Fred Boray, head of Papua Province’s mining agency, said in July the proceeds from the 10 percent stake granted to the local government after the takeover would benefit both the provincial administration and traditional landowners, though he did not clarify how such funds would be divided. PTFI has also previously committed to dedicating 1 percent of its annual revenue to community development projects.
Those schemes, however, are seen by many as inadequate to compensate the huge social and ecological losses communities have borne in the past decades.
“The divestment deal cannot be seen as an effort to improve the welfare of the indigenous communities there — to think otherwise is silly,” Maurits said.
“People shouldn’t have to depend on funds given by the company,” Maurits added. Instead, he said, the company should clean up the mess it left behind so that local people can once again rely on the environment to meet their needs.

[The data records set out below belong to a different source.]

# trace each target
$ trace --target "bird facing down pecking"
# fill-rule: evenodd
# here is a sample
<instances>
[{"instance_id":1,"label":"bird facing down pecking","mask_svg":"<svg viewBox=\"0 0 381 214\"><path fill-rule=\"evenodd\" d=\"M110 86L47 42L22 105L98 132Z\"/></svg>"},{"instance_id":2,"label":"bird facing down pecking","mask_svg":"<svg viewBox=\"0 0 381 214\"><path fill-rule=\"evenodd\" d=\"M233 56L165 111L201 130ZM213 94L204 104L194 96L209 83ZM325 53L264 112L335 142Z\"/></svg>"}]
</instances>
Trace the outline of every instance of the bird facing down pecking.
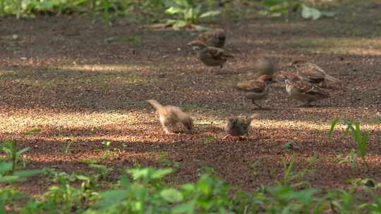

In August, a coalition of Papuan activists called FMPPF staged a protest calling on PTFI and the Indonesian government to make community rights and welfare a central part of the takeover deal. Their demands included more participation of indigenous people in the mine’s operations, recognition of traditional land rights in the company’s concession area, and more involvement by indigenous communities in drafting the company’s policies.
“The company and the national and provincial governments must not forget that the mine isn’t an independent entity,” Maurits said. “There were communities that lived safely there before the company arrived.”